On the campaign trail in 2016, President Trump promised to save the coal industry by eliminating environmental safeguards and cutting limits on greenhouse gas emissions (never mind that industry analysts put most of the blame for coal’s decline on the rise of cheaper energy alternatives). Not surprisingly, Trump’s misguided efforts didn’t help the industry. In fact, more coal plants have shut down during his first two years in office than during President Obama’s entire first term.
With cheaper and cleaner energy making old coal plants less and less profitable, many states are retiring these dirty behemoths and, in the process, cutting dangerous pollution, including the heat-trapping carbon emissions that are causing climate change.
But not Ohio.
This week Ohio lawmakers buckled under pressure from the owners of coal and nuclear plants, and Trump’s reelection campaign operatives, voting to give unprofitable power plants a huge taxpayer-financed bailout and rolling back a requirement for clean, renewable power in the state’s energy mix.
An adviser to Trump’s reelection campaign reportedly reached out to state lawmakers and their staffs in recent days to ensure the passage of HB 6, a coal and nuclear plant bailout bill. “The message is that if…these plants shut down we can’t get Trump reelected,” one legislative source told Politico.
The coal and nuclear bailout legislation passed by Ohio lawmakers and signed by Gov. Mike DeWine (R) is a multi-billion dollar windfall for the owners of dirty and unprofitable power plants, a boost for coal executives and a big win for the Trump reelection campaign. But it’s a terrible deal for Ohio families who’ll be paying for it through higher energy bills and more unhealthy air pollution for years to come.

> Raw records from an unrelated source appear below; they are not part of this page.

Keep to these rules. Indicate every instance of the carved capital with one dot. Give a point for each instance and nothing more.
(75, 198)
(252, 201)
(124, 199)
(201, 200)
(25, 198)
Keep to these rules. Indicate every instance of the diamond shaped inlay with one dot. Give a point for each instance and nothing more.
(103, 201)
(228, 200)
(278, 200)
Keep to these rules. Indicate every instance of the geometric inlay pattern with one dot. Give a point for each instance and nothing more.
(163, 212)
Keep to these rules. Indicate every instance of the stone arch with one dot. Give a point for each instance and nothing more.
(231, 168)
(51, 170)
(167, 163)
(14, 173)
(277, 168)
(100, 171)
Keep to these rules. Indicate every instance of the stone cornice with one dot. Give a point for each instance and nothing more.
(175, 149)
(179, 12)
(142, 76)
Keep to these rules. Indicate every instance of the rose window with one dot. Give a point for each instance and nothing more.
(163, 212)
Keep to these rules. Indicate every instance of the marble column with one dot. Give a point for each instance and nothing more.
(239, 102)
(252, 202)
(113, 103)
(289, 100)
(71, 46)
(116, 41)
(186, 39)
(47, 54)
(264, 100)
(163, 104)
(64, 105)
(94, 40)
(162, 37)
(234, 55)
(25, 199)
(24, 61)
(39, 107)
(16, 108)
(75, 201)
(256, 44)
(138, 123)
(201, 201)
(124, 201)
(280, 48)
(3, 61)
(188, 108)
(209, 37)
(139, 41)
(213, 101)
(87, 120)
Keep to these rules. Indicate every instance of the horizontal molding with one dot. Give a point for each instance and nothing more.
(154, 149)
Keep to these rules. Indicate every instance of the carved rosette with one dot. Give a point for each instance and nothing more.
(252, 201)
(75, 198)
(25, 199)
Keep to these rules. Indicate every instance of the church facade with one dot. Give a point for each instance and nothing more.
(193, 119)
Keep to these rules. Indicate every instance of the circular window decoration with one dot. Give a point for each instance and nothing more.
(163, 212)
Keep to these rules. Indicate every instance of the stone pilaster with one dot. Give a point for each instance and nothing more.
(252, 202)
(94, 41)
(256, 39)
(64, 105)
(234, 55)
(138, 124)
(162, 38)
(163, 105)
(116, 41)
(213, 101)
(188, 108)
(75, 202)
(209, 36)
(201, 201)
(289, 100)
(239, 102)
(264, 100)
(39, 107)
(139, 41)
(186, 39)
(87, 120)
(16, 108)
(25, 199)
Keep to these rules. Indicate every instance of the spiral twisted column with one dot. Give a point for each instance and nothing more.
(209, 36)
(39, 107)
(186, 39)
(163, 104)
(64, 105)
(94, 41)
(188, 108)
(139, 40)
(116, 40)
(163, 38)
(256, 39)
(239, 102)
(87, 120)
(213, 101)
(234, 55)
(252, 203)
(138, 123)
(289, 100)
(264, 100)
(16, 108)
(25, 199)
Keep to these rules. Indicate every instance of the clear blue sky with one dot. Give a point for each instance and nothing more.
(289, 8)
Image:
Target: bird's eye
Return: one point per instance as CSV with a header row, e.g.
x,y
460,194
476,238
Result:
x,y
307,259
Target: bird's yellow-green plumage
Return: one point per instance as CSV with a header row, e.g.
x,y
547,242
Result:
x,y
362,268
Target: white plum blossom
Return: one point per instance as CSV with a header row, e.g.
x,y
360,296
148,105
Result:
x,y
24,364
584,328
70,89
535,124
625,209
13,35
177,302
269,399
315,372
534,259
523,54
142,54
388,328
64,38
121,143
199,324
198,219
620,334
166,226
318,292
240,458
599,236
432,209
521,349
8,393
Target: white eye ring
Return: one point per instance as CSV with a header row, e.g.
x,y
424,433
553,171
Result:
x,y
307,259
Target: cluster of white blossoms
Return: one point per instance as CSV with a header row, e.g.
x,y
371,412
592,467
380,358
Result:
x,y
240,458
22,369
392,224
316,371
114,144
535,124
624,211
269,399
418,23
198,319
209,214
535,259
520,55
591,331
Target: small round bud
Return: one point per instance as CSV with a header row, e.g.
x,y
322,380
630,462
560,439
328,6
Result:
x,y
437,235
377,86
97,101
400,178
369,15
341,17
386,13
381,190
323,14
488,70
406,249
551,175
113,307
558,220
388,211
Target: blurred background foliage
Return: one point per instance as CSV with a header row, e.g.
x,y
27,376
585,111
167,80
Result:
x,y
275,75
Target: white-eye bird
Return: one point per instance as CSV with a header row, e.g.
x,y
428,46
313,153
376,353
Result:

UPDATE: A mere 24 hours after passing and signing into law a coal plant bailout, Ohio’s top government officials are set to appear at a fundraiser for President Trump in West Virginia hosted by coal baron Bob Murray of Murray Energy. Ohio Gov. Mike DeWine and the Republican leadership of the Ohio House and Senate will attend, Murray said in a letter obtained by the investigative reporting site Documented.